Acetoxyketobemidone

Clinical data
- Other names: Acetoxyketobemidone, O-Acetylketobemidone
- ATC code: none;

Identifiers
- IUPAC name 1-[4-(3-acetoxyphenyl)-1-methylpiperidin-4-yl]propan-1-one;
- CAS Number: 107419-07-8;
- ChemSpider: 10441717;
- UNII: 9VD2KUA9ZF;
- CompTox Dashboard (EPA): DTXSID50632370 ;

Chemical and physical data
- Formula: C_{17}H_{23}NO_{3}
- Molar mass: 289.375 g·mol^{−1}
- 3D model (JSmol): Interactive image;
- SMILES O=C(CC)C1(CCN(C)CC1)c2cccc(OC(C)=O)c2;
- InChI InChI=1S/C17H23NO3/c1-4-16(20)17(8-10-18(3)11-9-17)14-6-5-7-15(12-14)21-13(2)19/h5-7,12H,4,8-11H2,1-3H3; Key:UHZAKWBTNFQWFQ-UHFFFAOYSA-N;

= Acetoxyketobemidone =

Opioid analgesic drug

Acetoxyketobemidone (O-Acetylketobemidone) is an opioid analgesic that is an acetylated derivative of ketobemidone. It was developed in the 1950s during research into analogues of pethidine and was assessed by the United Nations Office on Drugs and Crime but was not included on the list of drugs under international control, probably because it was not used in medicine or widely available.

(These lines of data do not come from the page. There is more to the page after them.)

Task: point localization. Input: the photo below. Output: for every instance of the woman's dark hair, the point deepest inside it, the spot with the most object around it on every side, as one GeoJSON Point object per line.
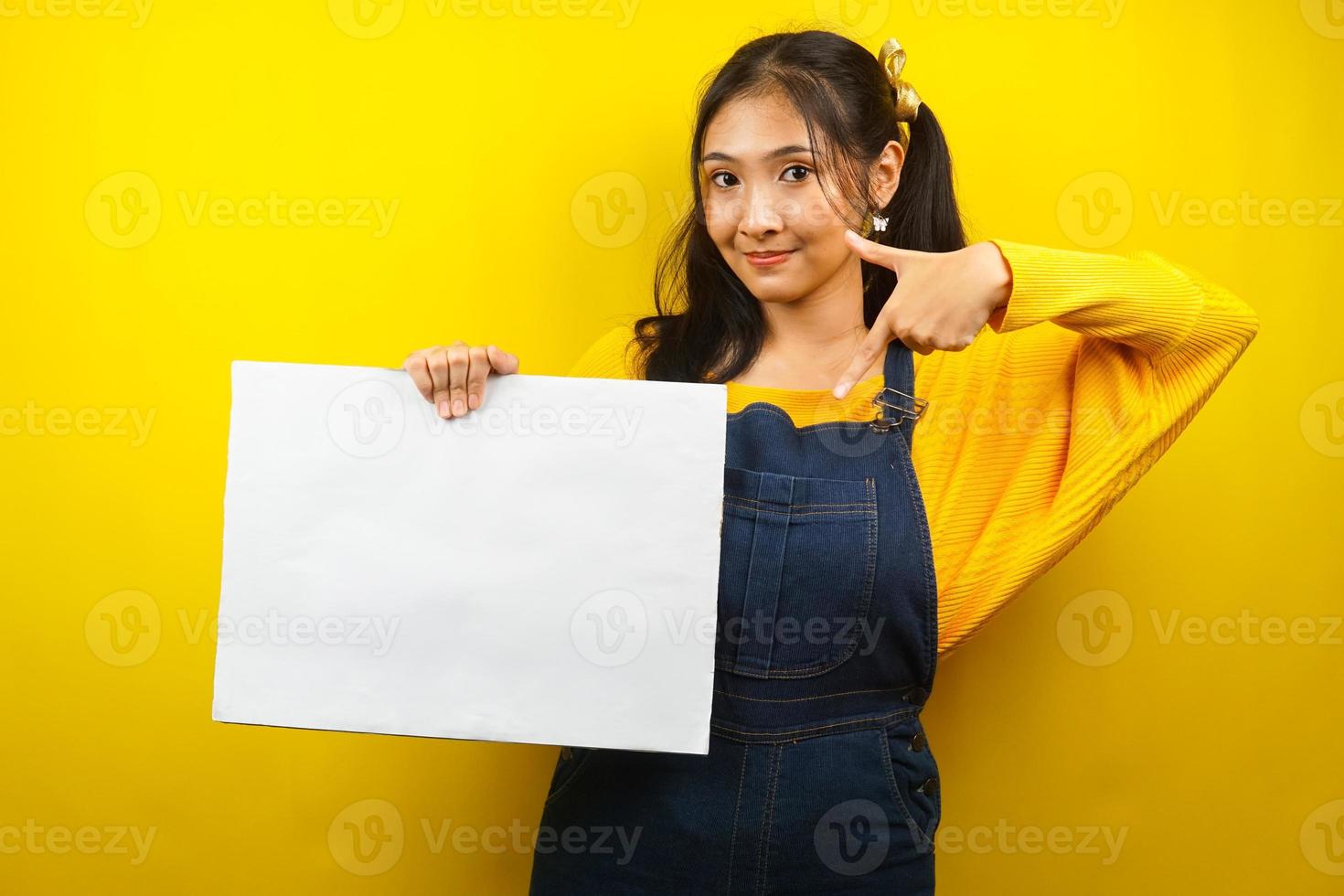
{"type": "Point", "coordinates": [707, 324]}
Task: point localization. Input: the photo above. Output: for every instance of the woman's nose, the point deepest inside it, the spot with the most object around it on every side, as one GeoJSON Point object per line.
{"type": "Point", "coordinates": [761, 212]}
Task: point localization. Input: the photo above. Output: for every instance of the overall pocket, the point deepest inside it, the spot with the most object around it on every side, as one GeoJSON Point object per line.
{"type": "Point", "coordinates": [912, 778]}
{"type": "Point", "coordinates": [795, 571]}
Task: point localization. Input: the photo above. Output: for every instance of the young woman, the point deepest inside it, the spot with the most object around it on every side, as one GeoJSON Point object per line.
{"type": "Point", "coordinates": [1040, 383]}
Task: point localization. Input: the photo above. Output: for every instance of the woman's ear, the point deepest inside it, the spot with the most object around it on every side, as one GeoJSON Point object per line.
{"type": "Point", "coordinates": [886, 172]}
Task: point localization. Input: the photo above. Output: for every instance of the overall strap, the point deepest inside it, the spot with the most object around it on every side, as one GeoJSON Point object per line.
{"type": "Point", "coordinates": [898, 395]}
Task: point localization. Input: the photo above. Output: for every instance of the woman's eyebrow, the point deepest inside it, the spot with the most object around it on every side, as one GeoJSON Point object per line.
{"type": "Point", "coordinates": [783, 151]}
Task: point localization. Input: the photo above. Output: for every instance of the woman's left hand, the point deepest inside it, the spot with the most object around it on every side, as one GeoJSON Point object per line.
{"type": "Point", "coordinates": [940, 303]}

Nevertheless, acetoxyketobemidone is controlled as an ester of ketobemidone, which is included in Schedule I of the Single Convention on Narcotic Drugs of 1961.

Presumably acetoxyketobemidone produces similar effects to ketobemidone and other opioids, such as analgesia and sedation, along with side effects such as nausea, itching, vomiting and respiratory depression which may be harmful or fatal.